Wallahu a’lam bishshawwab. []
solusi-solusi yang dimediasi oleh Barat atau pun penguasa-penguasa negeri muslim, tidak pernah menyentuh akar masalahnya. seperti halnya solusi gencatan senjata ini.
Palestina saat ini adalah buah ditelantarkannya syariat Islam oleh para penguasa muslim. Namun, perjuangan menegakkan kembali kehidupan Islam tetap ada dan berlipat ganda agar Palestina dan muslim lainnya tidak lagi menderita.
Berbicara tentang Palestina, sesungguhnya sedang mempertemukan semua rasa, dari kesedihan, kemarahan, ketidakberdayaan. Ada juga pengkhianatan para penguasa muslim.
Zionis Yahudi itu bangsa yang gak mengerti bahasa kemanusiaan. Wujudnya saja manusia tapi perilakunya lebih sadis dari hewan.

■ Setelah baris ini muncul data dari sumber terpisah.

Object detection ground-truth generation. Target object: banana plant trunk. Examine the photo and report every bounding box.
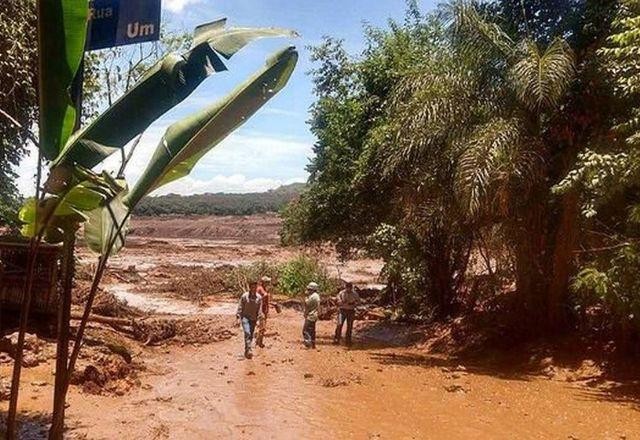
[49,229,77,440]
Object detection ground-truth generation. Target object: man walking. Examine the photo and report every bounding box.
[333,281,360,345]
[256,276,271,348]
[236,281,262,359]
[302,283,320,348]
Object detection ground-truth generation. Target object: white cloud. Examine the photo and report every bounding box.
[152,174,306,196]
[17,126,312,196]
[163,0,201,13]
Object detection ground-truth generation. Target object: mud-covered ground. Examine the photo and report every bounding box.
[0,216,640,439]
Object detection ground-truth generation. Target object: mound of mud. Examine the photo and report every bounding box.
[72,283,144,318]
[71,328,144,395]
[130,214,282,244]
[138,264,233,303]
[133,317,235,345]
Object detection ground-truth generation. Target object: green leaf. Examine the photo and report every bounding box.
[84,187,129,256]
[38,0,89,160]
[193,18,299,59]
[54,20,296,168]
[127,47,298,207]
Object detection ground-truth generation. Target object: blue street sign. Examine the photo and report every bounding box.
[87,0,161,50]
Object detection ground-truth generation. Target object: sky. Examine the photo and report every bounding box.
[18,0,436,196]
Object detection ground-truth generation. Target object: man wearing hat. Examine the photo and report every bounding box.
[302,282,320,348]
[333,281,360,345]
[236,281,262,359]
[256,276,271,347]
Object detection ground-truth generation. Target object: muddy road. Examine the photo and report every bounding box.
[61,310,640,439]
[0,216,640,440]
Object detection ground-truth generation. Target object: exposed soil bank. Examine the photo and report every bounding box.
[0,215,640,440]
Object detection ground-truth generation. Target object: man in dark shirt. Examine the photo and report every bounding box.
[236,281,263,359]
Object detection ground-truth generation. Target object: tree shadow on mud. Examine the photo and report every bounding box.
[351,322,640,411]
[0,410,86,440]
[0,411,51,440]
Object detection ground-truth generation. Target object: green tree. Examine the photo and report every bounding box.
[0,0,38,225]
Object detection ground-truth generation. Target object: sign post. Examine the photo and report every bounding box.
[87,0,161,50]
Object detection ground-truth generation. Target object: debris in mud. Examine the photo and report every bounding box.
[320,374,362,388]
[139,264,235,304]
[71,328,144,395]
[444,383,468,393]
[133,318,176,345]
[133,317,235,345]
[71,353,140,395]
[72,285,143,318]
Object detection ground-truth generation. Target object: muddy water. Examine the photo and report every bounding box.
[61,311,640,439]
[107,284,237,315]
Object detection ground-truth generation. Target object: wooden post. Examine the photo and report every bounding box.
[49,230,76,440]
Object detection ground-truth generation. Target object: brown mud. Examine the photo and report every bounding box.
[0,217,640,439]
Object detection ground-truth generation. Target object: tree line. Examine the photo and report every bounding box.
[134,183,304,216]
[282,0,640,348]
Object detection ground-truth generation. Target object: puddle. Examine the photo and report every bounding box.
[108,284,237,315]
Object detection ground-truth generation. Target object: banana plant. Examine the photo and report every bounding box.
[7,0,298,438]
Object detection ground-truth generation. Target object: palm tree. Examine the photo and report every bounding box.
[378,2,598,327]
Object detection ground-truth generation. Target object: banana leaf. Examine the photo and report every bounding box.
[18,173,123,243]
[84,185,130,256]
[38,0,89,160]
[125,47,298,208]
[54,19,296,168]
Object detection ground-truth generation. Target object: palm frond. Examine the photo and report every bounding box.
[455,119,541,216]
[509,38,576,111]
[448,0,517,59]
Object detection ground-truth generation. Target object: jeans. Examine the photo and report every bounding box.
[242,318,256,351]
[256,316,267,347]
[302,319,316,348]
[333,309,356,344]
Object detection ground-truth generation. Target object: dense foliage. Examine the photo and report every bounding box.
[283,0,640,346]
[134,183,304,216]
[0,0,38,225]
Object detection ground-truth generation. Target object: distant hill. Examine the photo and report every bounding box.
[134,183,305,216]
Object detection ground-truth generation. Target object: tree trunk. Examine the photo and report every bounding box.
[515,199,548,333]
[49,231,75,440]
[547,192,578,331]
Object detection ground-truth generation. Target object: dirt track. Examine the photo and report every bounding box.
[0,216,640,440]
[55,311,640,439]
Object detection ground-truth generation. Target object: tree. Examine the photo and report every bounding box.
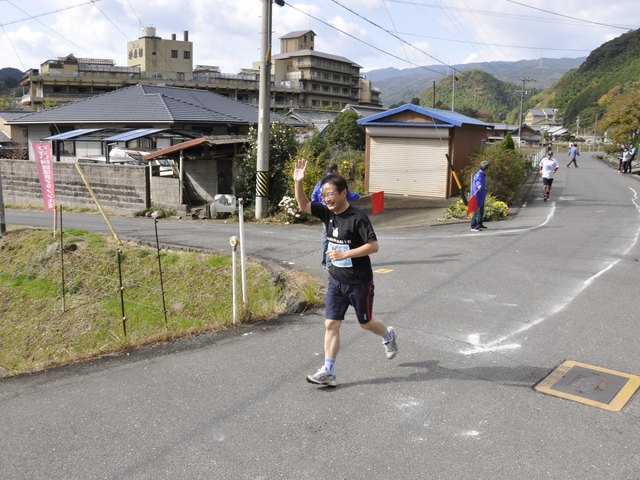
[600,91,640,145]
[462,142,530,204]
[324,110,365,150]
[236,122,298,208]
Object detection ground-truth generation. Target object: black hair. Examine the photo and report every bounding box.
[320,175,349,192]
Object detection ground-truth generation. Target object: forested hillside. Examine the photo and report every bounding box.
[534,30,640,133]
[419,70,521,123]
[366,57,585,107]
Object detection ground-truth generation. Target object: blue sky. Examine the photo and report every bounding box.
[0,0,640,77]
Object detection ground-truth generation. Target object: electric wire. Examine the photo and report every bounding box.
[286,3,442,75]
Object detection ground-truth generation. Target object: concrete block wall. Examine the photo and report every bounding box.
[0,159,151,213]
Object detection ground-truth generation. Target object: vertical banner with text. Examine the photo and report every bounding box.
[33,142,55,212]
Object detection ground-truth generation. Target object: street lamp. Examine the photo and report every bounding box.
[451,67,458,112]
[518,77,535,147]
[256,0,284,220]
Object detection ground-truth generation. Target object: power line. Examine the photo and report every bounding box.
[7,0,99,55]
[286,3,442,75]
[387,0,635,30]
[398,32,591,52]
[91,0,129,40]
[331,0,449,66]
[507,0,629,30]
[0,0,100,27]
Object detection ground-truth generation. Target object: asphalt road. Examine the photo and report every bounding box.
[0,154,640,480]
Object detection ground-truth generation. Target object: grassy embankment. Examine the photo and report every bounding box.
[0,229,321,377]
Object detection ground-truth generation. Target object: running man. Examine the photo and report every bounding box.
[539,151,560,202]
[293,160,398,387]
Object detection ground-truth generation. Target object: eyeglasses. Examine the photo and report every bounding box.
[321,192,338,198]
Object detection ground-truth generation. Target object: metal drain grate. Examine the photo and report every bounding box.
[535,361,640,412]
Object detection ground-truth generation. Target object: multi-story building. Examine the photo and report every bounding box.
[20,27,382,111]
[127,27,193,82]
[272,30,382,110]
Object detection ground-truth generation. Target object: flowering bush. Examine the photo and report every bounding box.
[447,195,509,221]
[278,195,304,223]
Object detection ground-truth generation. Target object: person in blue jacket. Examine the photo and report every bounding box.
[311,163,360,268]
[471,160,489,232]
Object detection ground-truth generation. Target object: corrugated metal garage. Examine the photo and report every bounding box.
[369,137,449,197]
[358,104,490,198]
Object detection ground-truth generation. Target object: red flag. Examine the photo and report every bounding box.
[33,142,55,212]
[467,193,478,215]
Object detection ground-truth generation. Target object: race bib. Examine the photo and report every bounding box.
[327,242,353,268]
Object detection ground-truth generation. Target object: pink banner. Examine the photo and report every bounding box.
[33,142,56,212]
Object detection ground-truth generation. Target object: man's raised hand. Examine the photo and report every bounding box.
[293,160,307,182]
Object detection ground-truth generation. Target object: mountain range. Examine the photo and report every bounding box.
[365,57,586,107]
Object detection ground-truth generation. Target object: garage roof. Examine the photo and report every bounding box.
[358,103,491,127]
[43,128,101,140]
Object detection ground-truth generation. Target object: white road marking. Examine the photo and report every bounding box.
[459,187,640,355]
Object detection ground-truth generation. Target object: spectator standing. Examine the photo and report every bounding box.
[471,160,489,232]
[567,143,580,168]
[622,145,636,173]
[620,147,631,173]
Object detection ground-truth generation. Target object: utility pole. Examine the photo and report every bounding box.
[256,0,284,220]
[451,67,458,112]
[518,77,535,147]
[0,167,7,237]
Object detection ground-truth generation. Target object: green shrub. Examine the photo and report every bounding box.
[462,144,531,203]
[447,195,509,222]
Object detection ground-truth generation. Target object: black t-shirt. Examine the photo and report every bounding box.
[311,202,377,284]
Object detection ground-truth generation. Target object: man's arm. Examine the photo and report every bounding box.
[327,238,378,262]
[293,160,311,213]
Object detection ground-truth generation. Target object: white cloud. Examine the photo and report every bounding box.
[0,0,640,73]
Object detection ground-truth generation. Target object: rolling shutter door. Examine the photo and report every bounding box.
[369,137,448,198]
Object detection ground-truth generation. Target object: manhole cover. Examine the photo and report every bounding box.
[535,361,640,412]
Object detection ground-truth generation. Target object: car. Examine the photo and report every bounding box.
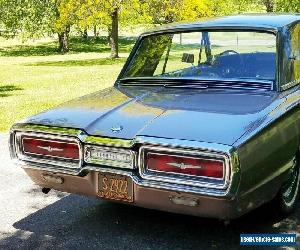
[9,14,300,220]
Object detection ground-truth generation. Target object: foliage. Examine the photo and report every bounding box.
[0,0,57,38]
[276,0,300,13]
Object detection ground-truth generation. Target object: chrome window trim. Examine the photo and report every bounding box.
[138,146,231,190]
[84,145,137,169]
[147,152,226,180]
[21,136,80,162]
[13,131,83,169]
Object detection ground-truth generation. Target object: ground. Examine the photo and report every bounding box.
[0,134,300,250]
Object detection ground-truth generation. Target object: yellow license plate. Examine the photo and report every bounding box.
[98,173,133,202]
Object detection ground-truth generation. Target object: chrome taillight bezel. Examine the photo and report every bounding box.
[138,146,231,189]
[14,131,83,169]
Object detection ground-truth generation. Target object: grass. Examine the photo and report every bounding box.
[0,37,134,132]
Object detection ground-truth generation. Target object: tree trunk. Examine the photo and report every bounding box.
[58,26,70,54]
[109,8,119,58]
[264,0,274,12]
[94,25,98,39]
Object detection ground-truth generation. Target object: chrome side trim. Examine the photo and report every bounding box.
[138,146,230,190]
[281,79,300,91]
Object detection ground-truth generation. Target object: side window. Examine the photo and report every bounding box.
[290,24,300,83]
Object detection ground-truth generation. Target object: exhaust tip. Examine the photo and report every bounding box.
[42,188,51,194]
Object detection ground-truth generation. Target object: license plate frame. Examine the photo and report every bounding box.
[98,173,134,203]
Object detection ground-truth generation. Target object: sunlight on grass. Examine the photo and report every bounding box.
[0,36,134,131]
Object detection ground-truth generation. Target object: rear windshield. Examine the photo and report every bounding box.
[123,31,276,81]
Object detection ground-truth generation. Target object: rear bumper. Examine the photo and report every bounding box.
[23,166,241,219]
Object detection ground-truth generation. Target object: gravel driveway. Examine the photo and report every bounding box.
[0,134,300,249]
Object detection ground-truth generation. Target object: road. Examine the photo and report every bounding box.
[0,134,300,250]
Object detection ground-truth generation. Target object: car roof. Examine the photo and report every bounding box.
[145,14,300,35]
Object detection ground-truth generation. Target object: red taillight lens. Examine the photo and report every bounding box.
[22,138,79,160]
[147,153,224,179]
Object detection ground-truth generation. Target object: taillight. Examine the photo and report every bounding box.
[22,137,79,160]
[147,153,224,179]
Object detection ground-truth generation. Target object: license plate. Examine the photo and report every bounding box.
[98,173,133,202]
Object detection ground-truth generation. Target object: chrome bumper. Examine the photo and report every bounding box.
[24,168,239,219]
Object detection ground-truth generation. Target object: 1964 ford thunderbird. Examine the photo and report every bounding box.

Membaca tulisan tentang Palestina selalu mencabik-cabik emosi. Geram dengan kebiadaban zionis Yahudi. Jengkel dengan sikap diam para pemimpin negeri-negeri Muslim yang peduli sebatas memberi bantuan kemanusiaan. Meski itu dibutuhkan, tapi tak mampu menyelesaikan masalah. Apalagi setuju saja dengan solusi 2 negara.
Semoga tulisan ini banyak memahamkan umat yang selama ini mungkin belum tahu duduk permasalahan yang sebenarnya. Barokallah untuk penulis
Setuju Nbak, solusi untuk palestina memang hanya satu yakni jihad fisabilillah. Jihad yang dikomandoi daulah khilafah, yakni daulah yg menyatukan seluruh negeri Islam dalam satu komando untuk berperang melawan israel & sekutunya.
Jangan berhenti memperjuangkan kebenaran..
Khilafah adl pasti karena itu janji Allah.. sebuah perisai yg akan melindungi umat dan membawa kebaikan bagi seluruh alam..
Solusi masalah Palestina adalah mengusir Israel penjajah dari bumi Palestina, dan hanya negara Khilafah lah yang mampu untuk itu. Khalifah akan mengirim pasukan kaum muslim untuk berjihad merebut kembali setiap jengkal tanah kaum muslim yang terjajah dari kaum kafir.